April 3, 2006

Energy costs per mile don’t favour hybrids, report says

Brandon, Oregon – Driving a hybrid costs more in terms of overall energy consumed than comparable non-hybrid vehicles, reports CNW Marketing Research Inc., which released the result of data collected over two years. The data looked at the energy necessary to plan, build, sell, drive and dispose of a vehicle, from initial concept to scrappage, and included such minutia as plant-to-dealer fuel costs, employee driving distances, electricity usage per pound of material used in each vehicle, and hundreds of other variables.

The company translated the data into “dollars per lifetime mile”, or energy cost per mile driven. The most energy-expensive vehicle sold in the U.S. in calendar year 2005 was the Maybach, at $11.58 per mile, while the least expensive was the Scion xB, at 48 cents. (All prices in U.S. dollars.)

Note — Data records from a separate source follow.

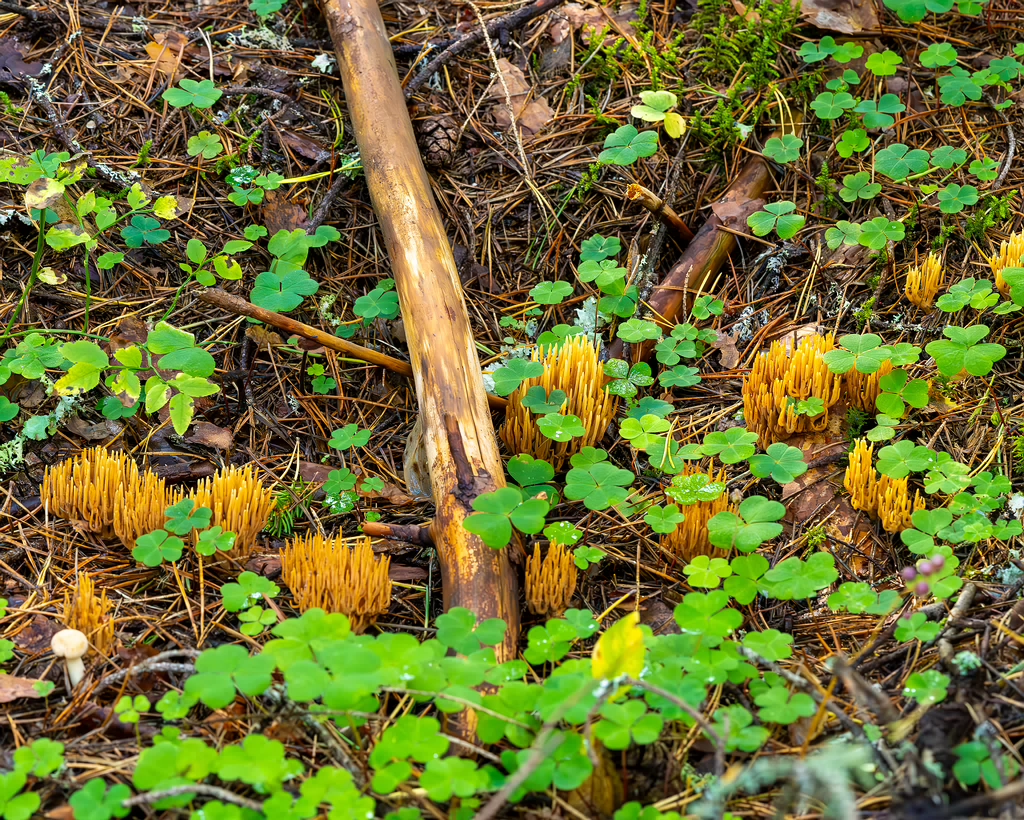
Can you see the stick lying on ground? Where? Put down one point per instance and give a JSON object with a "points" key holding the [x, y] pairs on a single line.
{"points": [[512, 20], [459, 436], [656, 206], [708, 251], [236, 304]]}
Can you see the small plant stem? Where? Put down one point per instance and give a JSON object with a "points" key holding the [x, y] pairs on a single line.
{"points": [[36, 260]]}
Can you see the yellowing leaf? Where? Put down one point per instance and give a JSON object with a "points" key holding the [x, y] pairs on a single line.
{"points": [[50, 276], [42, 193], [620, 650], [65, 235], [675, 125], [166, 208]]}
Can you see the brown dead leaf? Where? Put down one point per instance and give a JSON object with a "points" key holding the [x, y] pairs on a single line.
{"points": [[313, 473], [845, 16], [745, 13], [210, 435], [390, 493], [130, 331], [514, 80], [537, 115], [167, 50], [12, 688], [280, 213], [726, 345], [266, 565], [303, 145], [559, 30], [93, 432], [592, 20]]}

The research showed that driving a hybrid vehicle cost more in terms of overall energy consumed; the Honda Accord Hybrid showed an energy cost per mile of $3.29, while the conventional Accord was $2.18, or about 50 per cent more energy over the vehicle’s lifetime. The reasons include the manufacture, replacement and disposal of such items as batteries, electric materials, lighter weight materials and complexity of the power package.

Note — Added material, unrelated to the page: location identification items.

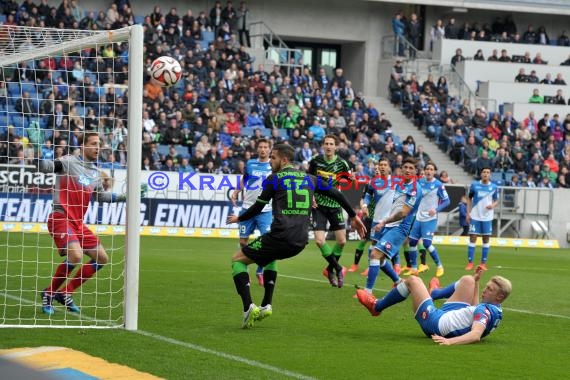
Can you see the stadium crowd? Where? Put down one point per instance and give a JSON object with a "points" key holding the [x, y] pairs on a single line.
{"points": [[210, 120]]}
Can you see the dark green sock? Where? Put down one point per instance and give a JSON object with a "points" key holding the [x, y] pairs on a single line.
{"points": [[407, 257], [337, 252], [326, 251], [241, 280], [269, 279]]}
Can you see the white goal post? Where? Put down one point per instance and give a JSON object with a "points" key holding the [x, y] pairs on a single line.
{"points": [[28, 255]]}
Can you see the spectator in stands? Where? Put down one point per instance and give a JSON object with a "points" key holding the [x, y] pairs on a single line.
{"points": [[479, 56], [536, 97], [559, 80], [457, 146], [547, 79], [502, 161], [504, 56], [484, 161], [243, 19], [519, 164], [525, 58], [421, 156], [532, 78], [432, 124], [552, 164], [521, 76], [563, 39], [437, 32], [530, 123], [395, 87], [530, 36], [458, 57], [542, 36], [399, 29], [444, 177], [562, 181], [494, 130]]}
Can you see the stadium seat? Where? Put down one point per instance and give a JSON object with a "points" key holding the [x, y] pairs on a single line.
{"points": [[208, 36], [182, 150], [13, 89], [28, 87], [204, 45], [497, 178]]}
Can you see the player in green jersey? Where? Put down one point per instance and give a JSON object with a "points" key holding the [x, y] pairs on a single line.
{"points": [[330, 168], [292, 192]]}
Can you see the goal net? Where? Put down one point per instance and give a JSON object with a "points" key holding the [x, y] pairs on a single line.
{"points": [[55, 85]]}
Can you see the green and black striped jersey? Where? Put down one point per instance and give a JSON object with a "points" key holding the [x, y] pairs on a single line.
{"points": [[328, 171]]}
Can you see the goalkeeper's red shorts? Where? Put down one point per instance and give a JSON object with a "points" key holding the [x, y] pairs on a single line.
{"points": [[65, 231]]}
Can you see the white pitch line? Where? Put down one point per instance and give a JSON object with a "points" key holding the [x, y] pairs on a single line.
{"points": [[195, 347], [387, 290], [531, 269]]}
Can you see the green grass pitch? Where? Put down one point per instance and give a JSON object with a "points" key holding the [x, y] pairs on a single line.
{"points": [[190, 317]]}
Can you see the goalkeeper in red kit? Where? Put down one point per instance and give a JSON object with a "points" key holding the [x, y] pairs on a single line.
{"points": [[78, 180]]}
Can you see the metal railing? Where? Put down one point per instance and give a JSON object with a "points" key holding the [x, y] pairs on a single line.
{"points": [[459, 88], [276, 50], [449, 219], [398, 46]]}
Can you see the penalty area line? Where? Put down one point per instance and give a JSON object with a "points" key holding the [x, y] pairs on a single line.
{"points": [[195, 347]]}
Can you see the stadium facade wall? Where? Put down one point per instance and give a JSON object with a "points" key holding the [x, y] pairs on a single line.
{"points": [[358, 26], [445, 49], [521, 110], [475, 71], [507, 92]]}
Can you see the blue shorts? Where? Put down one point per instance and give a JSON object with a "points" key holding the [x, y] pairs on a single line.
{"points": [[481, 227], [423, 230], [390, 239], [374, 235], [262, 222], [428, 315]]}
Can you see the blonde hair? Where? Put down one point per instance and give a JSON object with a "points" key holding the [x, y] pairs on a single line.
{"points": [[505, 286]]}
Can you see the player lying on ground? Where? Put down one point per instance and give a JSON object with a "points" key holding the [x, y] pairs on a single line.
{"points": [[256, 170], [292, 192], [462, 319]]}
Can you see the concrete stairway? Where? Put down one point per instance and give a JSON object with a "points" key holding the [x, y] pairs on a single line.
{"points": [[403, 127]]}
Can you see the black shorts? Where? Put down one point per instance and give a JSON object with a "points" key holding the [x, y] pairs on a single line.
{"points": [[265, 249], [334, 215]]}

The research also showed that SUVs did not place as poorly as expected; while the industry average of all vehicles sold in the U.S. in 2005 was $2.28 per mile, the Hummer H3 was only $1.94 per mile, lower than all currently-offered hybrids and the Honda Civic, which was $2.42 per mile.

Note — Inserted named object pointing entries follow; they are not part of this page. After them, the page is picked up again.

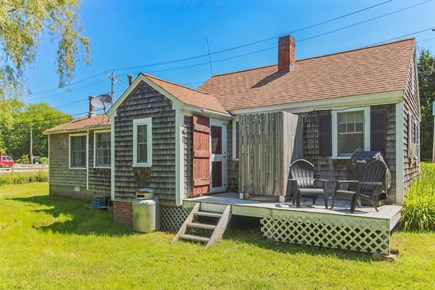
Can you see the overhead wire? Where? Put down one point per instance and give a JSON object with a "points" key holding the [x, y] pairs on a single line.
{"points": [[258, 51], [216, 52]]}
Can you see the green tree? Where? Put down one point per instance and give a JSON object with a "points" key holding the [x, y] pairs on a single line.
{"points": [[22, 24], [426, 82], [8, 107], [39, 117]]}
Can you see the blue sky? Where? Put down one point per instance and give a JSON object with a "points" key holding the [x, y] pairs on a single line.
{"points": [[128, 36]]}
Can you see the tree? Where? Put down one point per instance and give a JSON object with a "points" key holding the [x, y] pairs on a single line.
{"points": [[39, 117], [426, 82], [8, 107], [22, 23]]}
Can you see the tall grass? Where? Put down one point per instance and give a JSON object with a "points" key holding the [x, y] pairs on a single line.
{"points": [[419, 206], [21, 178]]}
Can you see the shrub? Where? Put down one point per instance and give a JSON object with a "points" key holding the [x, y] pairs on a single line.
{"points": [[43, 160], [24, 159], [419, 205], [20, 178]]}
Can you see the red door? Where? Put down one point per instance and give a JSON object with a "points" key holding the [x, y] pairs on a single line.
{"points": [[201, 155]]}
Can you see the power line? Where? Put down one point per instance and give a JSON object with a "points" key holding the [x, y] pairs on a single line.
{"points": [[246, 54], [365, 21], [248, 44], [227, 49], [406, 35], [70, 91], [70, 84]]}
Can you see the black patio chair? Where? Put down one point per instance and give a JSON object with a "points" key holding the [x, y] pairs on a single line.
{"points": [[369, 187], [304, 183]]}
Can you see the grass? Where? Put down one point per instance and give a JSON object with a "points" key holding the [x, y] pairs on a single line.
{"points": [[21, 178], [419, 205], [55, 243]]}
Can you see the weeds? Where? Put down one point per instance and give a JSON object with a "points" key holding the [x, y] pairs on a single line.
{"points": [[21, 178], [419, 205]]}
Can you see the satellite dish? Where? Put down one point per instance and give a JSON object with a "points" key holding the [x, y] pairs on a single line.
{"points": [[101, 101]]}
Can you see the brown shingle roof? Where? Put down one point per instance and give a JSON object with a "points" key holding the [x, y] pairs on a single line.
{"points": [[81, 123], [189, 96], [375, 69]]}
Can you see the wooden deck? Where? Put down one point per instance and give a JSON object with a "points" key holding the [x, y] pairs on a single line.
{"points": [[366, 230], [260, 206]]}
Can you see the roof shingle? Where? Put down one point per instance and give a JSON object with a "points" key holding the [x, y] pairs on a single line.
{"points": [[82, 123], [370, 70], [189, 96]]}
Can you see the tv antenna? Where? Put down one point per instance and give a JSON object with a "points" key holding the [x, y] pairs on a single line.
{"points": [[113, 80], [102, 101]]}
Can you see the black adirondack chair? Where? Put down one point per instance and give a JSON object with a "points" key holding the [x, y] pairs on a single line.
{"points": [[369, 187], [304, 184]]}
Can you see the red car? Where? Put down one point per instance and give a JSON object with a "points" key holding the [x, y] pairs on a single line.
{"points": [[6, 161]]}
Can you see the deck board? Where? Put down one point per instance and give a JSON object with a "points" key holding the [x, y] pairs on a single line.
{"points": [[341, 208]]}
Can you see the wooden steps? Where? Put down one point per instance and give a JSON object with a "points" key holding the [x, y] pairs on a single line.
{"points": [[204, 226]]}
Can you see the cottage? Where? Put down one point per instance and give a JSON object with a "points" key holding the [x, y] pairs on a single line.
{"points": [[185, 143], [79, 156]]}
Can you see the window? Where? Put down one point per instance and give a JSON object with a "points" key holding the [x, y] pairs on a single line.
{"points": [[102, 149], [413, 138], [235, 139], [142, 142], [77, 151], [350, 131]]}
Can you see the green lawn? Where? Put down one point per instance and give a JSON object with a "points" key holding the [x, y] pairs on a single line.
{"points": [[57, 243]]}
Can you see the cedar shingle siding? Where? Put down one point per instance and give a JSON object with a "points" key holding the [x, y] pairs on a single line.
{"points": [[146, 102], [63, 180], [412, 106], [99, 178], [328, 168]]}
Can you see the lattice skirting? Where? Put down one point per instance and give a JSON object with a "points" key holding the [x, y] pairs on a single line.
{"points": [[171, 218], [363, 236]]}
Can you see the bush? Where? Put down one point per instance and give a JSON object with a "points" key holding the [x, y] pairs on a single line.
{"points": [[419, 205], [24, 159], [20, 178], [43, 160]]}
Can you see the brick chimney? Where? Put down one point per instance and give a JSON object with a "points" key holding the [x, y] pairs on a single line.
{"points": [[130, 79], [91, 108], [286, 53]]}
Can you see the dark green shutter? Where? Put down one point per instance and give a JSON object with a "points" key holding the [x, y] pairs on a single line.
{"points": [[325, 135], [377, 130]]}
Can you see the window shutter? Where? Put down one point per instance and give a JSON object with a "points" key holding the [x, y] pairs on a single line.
{"points": [[377, 130], [325, 135]]}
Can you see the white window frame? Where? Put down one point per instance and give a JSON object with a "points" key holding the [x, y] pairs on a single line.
{"points": [[234, 156], [149, 123], [413, 135], [69, 151], [366, 111], [95, 148]]}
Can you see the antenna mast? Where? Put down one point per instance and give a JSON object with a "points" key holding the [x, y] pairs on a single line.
{"points": [[209, 56], [113, 80]]}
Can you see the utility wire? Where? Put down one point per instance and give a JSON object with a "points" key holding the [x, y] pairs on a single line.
{"points": [[231, 48], [254, 52], [365, 21]]}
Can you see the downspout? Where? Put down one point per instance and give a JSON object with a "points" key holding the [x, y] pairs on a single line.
{"points": [[400, 152], [112, 157], [179, 157], [87, 160]]}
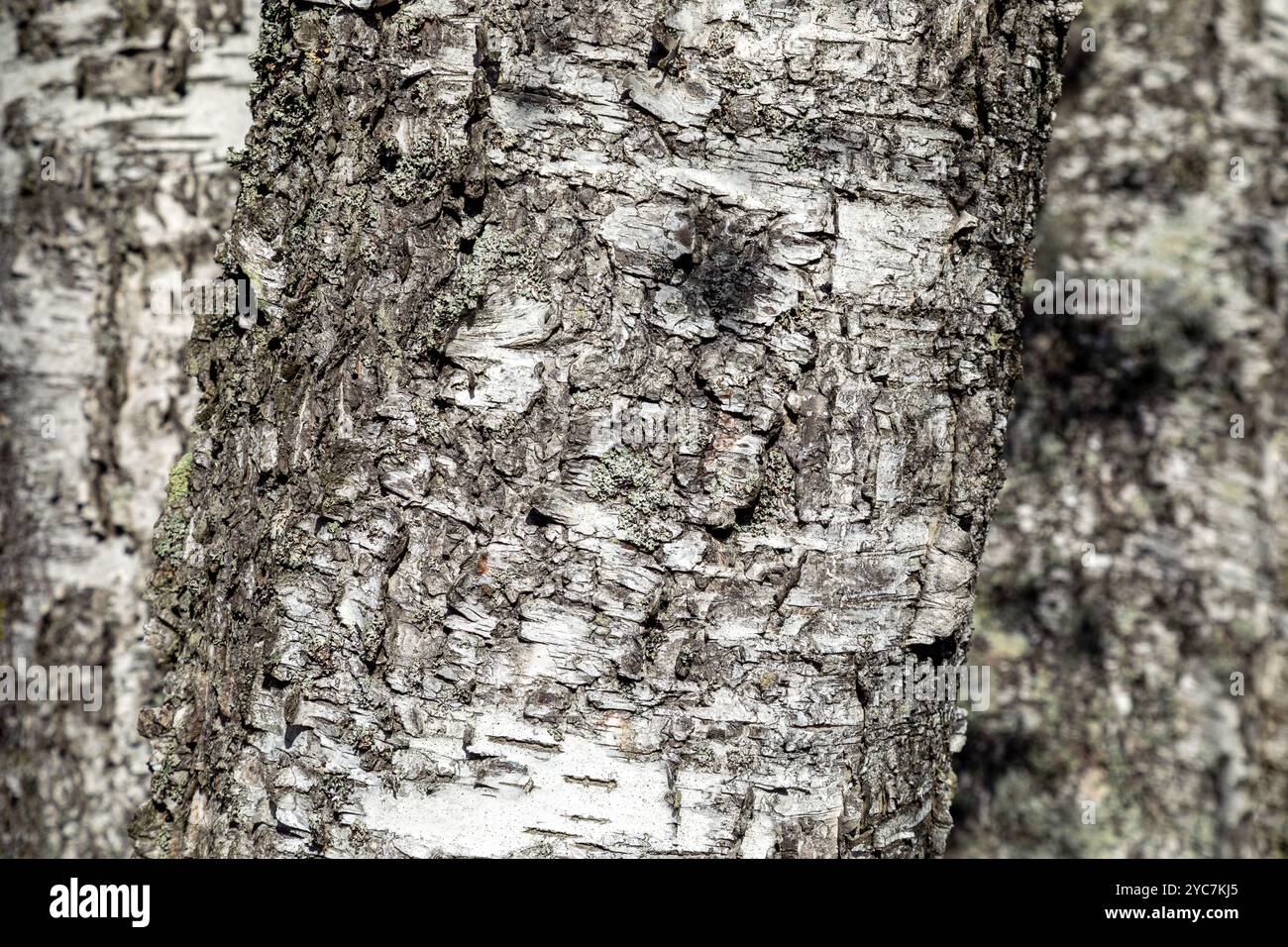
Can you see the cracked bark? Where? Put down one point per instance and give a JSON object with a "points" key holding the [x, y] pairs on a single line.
{"points": [[112, 158], [1137, 558], [430, 598]]}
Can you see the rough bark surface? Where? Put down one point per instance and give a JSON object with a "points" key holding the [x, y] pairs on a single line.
{"points": [[1140, 553], [428, 599], [112, 174]]}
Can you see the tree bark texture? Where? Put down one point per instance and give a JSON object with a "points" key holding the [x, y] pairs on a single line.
{"points": [[1138, 558], [114, 174], [428, 600]]}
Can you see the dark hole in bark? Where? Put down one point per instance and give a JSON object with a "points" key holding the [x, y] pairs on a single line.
{"points": [[537, 518], [656, 54], [938, 651]]}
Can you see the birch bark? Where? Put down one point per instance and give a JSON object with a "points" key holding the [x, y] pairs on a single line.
{"points": [[432, 596], [1133, 600], [112, 175]]}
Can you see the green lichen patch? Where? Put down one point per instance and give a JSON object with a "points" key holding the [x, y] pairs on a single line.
{"points": [[425, 169], [176, 488], [630, 479], [777, 502], [496, 253]]}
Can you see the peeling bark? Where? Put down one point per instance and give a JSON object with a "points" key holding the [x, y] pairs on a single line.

“If a consumer is concerned about fuel economy because of family budgets or depleting oil supplies, it is perfectly logical to consider buying high-fuel-economy vehicles,” says CNW president Art Spinella. “But if the concern is the broader issues such as environmental impact of energy usage, some high-mileage vehicles actually cost society more than conventional or even larger models over their lifetime. We believe this kind of data is important in a consumer’s selection of transportation. Basing purchase decisions solely on fuel economy or vehicle size does not get to the heart of the energy usage issue.”